- Born: Donald C. June December 3, 1929 Theresa, New York, US
- Died: June 1, 1999 (aged 69)

Modified racing career
- Years active: 1951-1967
- Car number: 117
- Championships: 1

= Don June =

American racing driver (born 1929)

Donald C. June (December 3, 1929 – June 1, 1999) was a pioneering driver of dirt modified stock cars. He dominated the inaugural season at Edgewood Speedway in 1951, winning 11 feature events at the Alexandria Bay, New York oval and claiming the Adirondack Stock Car Club championship.

==Racing career==
June began racing in 1951 in a Ford owned by George Schultz at the Edgewood and Canton (New York) speedways. A rookie, he was so unbeatable that many nights the promoters would start him on the backstretch a half-lap behind the field. June went on to compete successfully at many other area tracks, including Evans Mills Speedway, the Syracuse Mile, and Watertown Speedway in New York, and Kingston Speedway in Ontario Canada.

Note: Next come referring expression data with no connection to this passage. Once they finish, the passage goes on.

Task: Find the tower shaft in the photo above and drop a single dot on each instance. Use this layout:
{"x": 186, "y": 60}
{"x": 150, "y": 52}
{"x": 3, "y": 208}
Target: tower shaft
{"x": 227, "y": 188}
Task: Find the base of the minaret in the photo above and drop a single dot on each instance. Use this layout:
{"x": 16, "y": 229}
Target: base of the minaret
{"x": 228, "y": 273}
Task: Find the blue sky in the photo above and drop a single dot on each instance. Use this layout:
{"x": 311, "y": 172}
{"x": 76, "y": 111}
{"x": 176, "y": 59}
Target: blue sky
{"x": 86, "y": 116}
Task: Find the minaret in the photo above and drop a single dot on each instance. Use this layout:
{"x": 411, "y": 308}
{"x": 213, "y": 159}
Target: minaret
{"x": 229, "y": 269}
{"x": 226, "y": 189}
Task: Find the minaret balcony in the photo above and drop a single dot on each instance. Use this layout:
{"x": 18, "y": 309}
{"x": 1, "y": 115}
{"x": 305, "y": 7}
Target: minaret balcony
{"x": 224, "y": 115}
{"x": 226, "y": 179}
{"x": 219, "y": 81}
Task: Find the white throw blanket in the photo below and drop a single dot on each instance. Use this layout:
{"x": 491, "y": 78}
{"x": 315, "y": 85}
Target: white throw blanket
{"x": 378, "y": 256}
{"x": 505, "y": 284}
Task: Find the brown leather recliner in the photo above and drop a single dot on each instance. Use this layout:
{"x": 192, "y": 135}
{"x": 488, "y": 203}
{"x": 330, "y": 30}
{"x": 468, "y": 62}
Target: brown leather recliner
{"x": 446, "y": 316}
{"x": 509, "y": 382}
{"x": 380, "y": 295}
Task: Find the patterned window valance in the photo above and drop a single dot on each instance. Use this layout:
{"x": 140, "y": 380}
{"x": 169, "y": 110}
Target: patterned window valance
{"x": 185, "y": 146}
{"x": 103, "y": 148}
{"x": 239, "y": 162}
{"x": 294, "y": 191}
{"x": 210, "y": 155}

A master mechanic, June earned the nickname “Stroker” after his experiments with stroking a crankshaft in a Chrysler produced big horsepower gains. When forced to retire from the driver's seat after being injured in a work accident he continued on as a car owner, fielding cars for many of the top drivers. June was the crew chief for Dick May in the 1967 Daytona ARCA 200 and the Daytona Permatex 300.

June was inducted into the Northeast Dirt Modified Hall of Fame 2022.